If you have been keeping up with us, you know our community, Foster Town, is trying to build a market. The attempt is an expression of the desire of the entire community through its new community development organization, FACT. (Formerly FoCDA, FACT stands for Foster Town Association for Community Transformation.) Currently neighborhood women need to travel several miles to the nearest market, and carry back large bundles the entire way or pay for increasingly expensive taxis. There are almost no Liberian car owners in the community. The market would create a much more convenient location for perhaps thousands of community folks saving precious time and money, and provide micro business opportunities for about ninety neighbors who would sell their goods here.
The Foster Town marketplace was first proposed last summer, with groundbreaking taking place in December. We all hoped it would be up by April, but longstanding distrust and control issues emerged, halting construction for March and April. In May, opposing sides began coming together so by the time the Reeds left for North America, the roof was mostly up, and the FACT market committee was taking names and reserving spaces for market tables.
When we arrived back to Liberia, the good news was waiting for us. The market place had its tables, the community would celebrate its dedication July 7 and it would open for business July 9.
As I write this July 7, we just returned from the dedication. Compared to most Americans, Liberians make a huge deal out these things. There were speeches and rallies, and songs and hoopla in a program that lasted hours. I thought I'd try to leave early, but the joy and delight of the women was infectious. I hung around and eventually figured out how to keep myself occupied.
On Monday, the market opens for business. Those are the pictures I’m waiting to take.
In December at the ground breaking, the field was nothing but palm stumps and brush. But we were committed.
In January, some support poles went up, and the women inspected a much more clear field.

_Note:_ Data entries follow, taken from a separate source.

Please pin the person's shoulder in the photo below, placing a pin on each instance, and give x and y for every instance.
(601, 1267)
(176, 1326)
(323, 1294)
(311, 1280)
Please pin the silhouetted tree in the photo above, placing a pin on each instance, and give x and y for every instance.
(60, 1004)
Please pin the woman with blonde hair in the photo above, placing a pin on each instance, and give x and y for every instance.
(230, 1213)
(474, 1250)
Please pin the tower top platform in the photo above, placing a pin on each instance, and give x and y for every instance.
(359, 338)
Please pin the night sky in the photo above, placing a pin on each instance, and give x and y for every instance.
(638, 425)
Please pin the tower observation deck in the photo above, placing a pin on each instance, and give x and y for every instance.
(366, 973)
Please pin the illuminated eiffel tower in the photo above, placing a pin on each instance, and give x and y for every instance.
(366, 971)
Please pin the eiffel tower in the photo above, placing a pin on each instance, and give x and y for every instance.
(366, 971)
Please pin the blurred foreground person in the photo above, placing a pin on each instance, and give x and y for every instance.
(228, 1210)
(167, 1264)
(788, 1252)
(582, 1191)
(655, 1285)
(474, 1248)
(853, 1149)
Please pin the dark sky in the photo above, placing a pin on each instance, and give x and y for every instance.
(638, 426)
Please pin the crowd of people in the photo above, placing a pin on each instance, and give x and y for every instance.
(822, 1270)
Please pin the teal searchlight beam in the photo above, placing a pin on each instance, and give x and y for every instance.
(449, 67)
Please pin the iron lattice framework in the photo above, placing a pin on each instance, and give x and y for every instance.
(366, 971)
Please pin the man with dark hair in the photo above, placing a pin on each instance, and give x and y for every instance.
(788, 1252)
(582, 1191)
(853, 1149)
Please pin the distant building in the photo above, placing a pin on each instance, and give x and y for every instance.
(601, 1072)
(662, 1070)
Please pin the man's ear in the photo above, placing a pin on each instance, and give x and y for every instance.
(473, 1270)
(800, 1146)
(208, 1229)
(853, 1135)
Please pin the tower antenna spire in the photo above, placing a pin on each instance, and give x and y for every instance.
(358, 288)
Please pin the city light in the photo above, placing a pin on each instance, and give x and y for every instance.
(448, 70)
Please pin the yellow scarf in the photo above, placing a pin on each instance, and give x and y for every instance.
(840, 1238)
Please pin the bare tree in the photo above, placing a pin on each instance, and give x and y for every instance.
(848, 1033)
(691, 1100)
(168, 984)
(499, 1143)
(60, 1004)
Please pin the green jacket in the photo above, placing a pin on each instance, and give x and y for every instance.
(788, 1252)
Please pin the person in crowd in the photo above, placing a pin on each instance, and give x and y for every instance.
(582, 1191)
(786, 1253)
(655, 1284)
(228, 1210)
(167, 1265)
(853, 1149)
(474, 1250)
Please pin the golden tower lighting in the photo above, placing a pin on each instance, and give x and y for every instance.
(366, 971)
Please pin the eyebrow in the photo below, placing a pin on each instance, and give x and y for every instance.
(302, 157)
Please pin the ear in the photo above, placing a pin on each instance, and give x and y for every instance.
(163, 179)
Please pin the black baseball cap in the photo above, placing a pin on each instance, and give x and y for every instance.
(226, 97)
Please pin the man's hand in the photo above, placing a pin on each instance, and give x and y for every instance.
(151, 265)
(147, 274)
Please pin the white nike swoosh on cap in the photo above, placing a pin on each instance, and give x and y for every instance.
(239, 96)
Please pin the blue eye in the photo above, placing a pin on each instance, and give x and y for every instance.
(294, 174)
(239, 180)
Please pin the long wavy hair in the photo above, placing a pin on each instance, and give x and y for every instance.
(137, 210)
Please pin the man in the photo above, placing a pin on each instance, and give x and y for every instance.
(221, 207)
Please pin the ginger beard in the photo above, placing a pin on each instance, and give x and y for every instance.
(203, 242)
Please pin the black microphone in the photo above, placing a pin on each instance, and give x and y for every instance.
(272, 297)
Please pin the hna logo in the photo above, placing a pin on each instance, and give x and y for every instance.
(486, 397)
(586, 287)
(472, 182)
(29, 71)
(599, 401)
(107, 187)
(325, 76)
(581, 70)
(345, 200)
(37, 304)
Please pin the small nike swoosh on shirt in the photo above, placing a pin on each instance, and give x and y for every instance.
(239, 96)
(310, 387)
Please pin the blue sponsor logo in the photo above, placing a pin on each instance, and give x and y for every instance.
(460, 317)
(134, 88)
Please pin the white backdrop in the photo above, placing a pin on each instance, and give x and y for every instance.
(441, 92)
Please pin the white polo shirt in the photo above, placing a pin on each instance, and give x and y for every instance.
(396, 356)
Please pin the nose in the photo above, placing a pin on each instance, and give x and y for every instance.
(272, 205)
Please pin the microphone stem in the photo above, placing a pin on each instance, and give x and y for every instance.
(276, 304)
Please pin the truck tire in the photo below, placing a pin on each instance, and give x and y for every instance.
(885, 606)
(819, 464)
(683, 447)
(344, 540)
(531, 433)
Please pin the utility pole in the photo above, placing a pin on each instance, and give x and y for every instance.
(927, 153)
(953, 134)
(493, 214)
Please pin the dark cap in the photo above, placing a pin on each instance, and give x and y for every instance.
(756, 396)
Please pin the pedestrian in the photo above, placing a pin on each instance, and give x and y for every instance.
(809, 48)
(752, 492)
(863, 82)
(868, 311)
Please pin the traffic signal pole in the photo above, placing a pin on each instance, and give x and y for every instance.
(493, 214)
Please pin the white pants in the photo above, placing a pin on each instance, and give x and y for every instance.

In February, the community pulled together to dig up stumps and burn the rest of the brush.
But factions were growing. We spent a lot of time trying to make space for conflict to happen safely and trust to grow.
By March, the work was halted while the conflict played itself out. But by May...
...construction resumed. Through hard efforts of all involved work began again and we saw zinc going up. This was how it looked when we left for North America.
And this is how it looked when we returned. Tables up, ready for the dedication. What a moment. What a victory.
Renita, a guest of honor, has a few profound words from Ecclesiastes and thanks our American friends, Mary and Ev Vermeer for their generous support in making the market possible.
Local pastor and friend Rev Odashi cuts the ribbon, opening the market.
Afterword, the women dance in celebration. Yers Trooly could not help himself-- to the delight of the crowd he jumped in and showed 'em he had a few moves of his own.